Buddy, que subía por la escalera detrás del troll, oyó el crujido de la madera.
—Vuelve a intentarlo.
—Encaja perfectamente.
Había un agujero con forma de piano alrededor de la puerta. Odro estaba esperando junto a él, empuñando su hacha. Buddy contempló los trozos de madera esparcidos por todo el rellano.
—¿Qué demonios estás haciendo? —preguntó—. ¡Esa pared no es tuya!
—¿Y bien? Este piano tampoco es mío.
—Ya, pero… no puedes ir por ahí haciendo agujeros en las paredes…
—¿Qué es más importante? ¿Una pared o dar con el sonido correcto? —preguntó Odro.
Buddy titubeó. Una parte de él pensó: «Todo esto es ridículo, no es más que música». Otra parte de él pensó, con bastante más claridad: «Todo esto es ridículo, no es más que una pared». Todo él dijo:
—Bueno, ya que lo planteas de esa manera… pero ¿qué pasa con el pianista?
—Ya os dije que sé dónde encontrar a uno —respondió Odro.
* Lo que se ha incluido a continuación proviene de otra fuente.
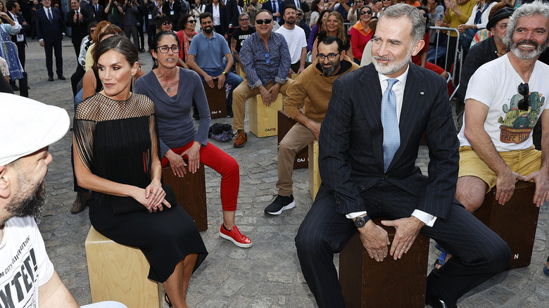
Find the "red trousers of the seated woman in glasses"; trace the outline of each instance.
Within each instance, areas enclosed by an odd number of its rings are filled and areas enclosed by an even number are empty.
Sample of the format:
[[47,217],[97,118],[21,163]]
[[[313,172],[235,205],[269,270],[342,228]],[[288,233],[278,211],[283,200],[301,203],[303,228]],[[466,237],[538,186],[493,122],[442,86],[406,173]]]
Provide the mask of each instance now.
[[[181,155],[192,146],[194,141],[181,148],[172,148],[172,151]],[[184,155],[183,158],[187,158]],[[200,148],[200,162],[221,174],[221,205],[224,211],[236,210],[236,202],[239,195],[240,169],[239,164],[229,154],[223,152],[217,146],[207,143]],[[169,164],[168,158],[162,158],[162,167]]]

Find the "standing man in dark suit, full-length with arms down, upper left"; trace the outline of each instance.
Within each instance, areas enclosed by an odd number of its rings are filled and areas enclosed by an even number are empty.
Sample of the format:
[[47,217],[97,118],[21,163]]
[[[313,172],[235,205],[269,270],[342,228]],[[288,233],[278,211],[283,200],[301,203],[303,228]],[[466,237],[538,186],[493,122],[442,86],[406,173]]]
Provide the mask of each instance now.
[[65,37],[65,21],[63,14],[57,8],[51,7],[51,0],[42,0],[44,8],[36,11],[36,32],[40,46],[46,52],[46,68],[48,81],[53,82],[53,51],[56,56],[56,73],[58,79],[63,76],[63,53],[61,41]]

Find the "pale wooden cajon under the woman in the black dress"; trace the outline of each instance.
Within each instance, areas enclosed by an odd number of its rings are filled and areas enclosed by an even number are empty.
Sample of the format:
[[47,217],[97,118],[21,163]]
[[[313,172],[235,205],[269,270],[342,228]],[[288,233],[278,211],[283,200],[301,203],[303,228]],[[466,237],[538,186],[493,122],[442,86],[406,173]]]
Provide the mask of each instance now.
[[85,246],[92,302],[114,300],[127,307],[162,308],[162,284],[147,278],[149,262],[141,250],[115,243],[93,226]]

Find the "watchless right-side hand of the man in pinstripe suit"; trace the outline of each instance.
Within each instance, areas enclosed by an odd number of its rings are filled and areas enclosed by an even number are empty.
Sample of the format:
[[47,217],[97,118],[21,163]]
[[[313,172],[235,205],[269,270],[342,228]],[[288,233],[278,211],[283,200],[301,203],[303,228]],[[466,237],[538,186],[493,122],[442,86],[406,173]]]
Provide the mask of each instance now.
[[390,252],[393,259],[400,259],[410,250],[419,231],[425,225],[424,222],[414,216],[396,220],[382,220],[381,224],[384,226],[394,226],[396,229]]

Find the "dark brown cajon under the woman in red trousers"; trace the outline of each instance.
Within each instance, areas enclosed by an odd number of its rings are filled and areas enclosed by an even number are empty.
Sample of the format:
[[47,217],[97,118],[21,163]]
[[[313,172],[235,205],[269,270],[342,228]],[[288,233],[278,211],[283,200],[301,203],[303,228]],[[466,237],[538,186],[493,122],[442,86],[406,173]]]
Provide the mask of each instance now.
[[[185,160],[189,165],[189,162]],[[198,231],[208,230],[208,207],[206,206],[206,174],[204,165],[195,174],[187,170],[184,177],[177,177],[173,174],[170,165],[162,168],[162,177],[165,185],[172,186],[177,198],[177,203],[183,207],[185,212],[191,215],[198,226]]]

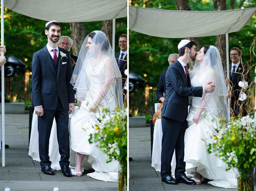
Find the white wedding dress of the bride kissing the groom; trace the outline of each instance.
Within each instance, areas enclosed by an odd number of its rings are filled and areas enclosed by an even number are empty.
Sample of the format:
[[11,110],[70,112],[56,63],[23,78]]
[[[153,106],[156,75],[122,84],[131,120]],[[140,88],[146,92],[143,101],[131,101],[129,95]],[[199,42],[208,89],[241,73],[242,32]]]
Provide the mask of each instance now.
[[[209,81],[209,76],[211,76],[211,69],[204,72],[201,75],[194,75],[191,79],[191,86],[202,86]],[[208,79],[207,79],[208,78]],[[207,96],[210,96],[208,94]],[[220,114],[221,109],[218,108],[218,96],[212,94],[209,98],[207,106],[204,108],[198,123],[193,122],[193,117],[195,116],[198,106],[202,102],[202,98],[192,97],[189,113],[187,116],[188,128],[185,132],[184,142],[184,161],[186,162],[186,171],[189,174],[195,174],[196,171],[199,172],[204,178],[213,180],[208,182],[214,186],[222,188],[236,188],[237,187],[237,170],[231,169],[226,171],[226,164],[214,156],[214,154],[208,154],[207,146],[209,143],[213,142],[210,135],[213,135],[213,130],[216,128],[216,115]],[[215,119],[212,122],[212,119]],[[203,140],[205,140],[205,142]]]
Una parte muy diminuta de él estaba asombrada: «¡Acabo de abrir un agujero en mi propia pared! Tardé días en empapelarla. Por no hablar de la cantidad de clavos que tuve que usar».
Albert estaba en los establos, con una pala y una carretilla.
—¿Todo bien? —preguntó en cuanto la sombra de Susan apareció sobre la portilla.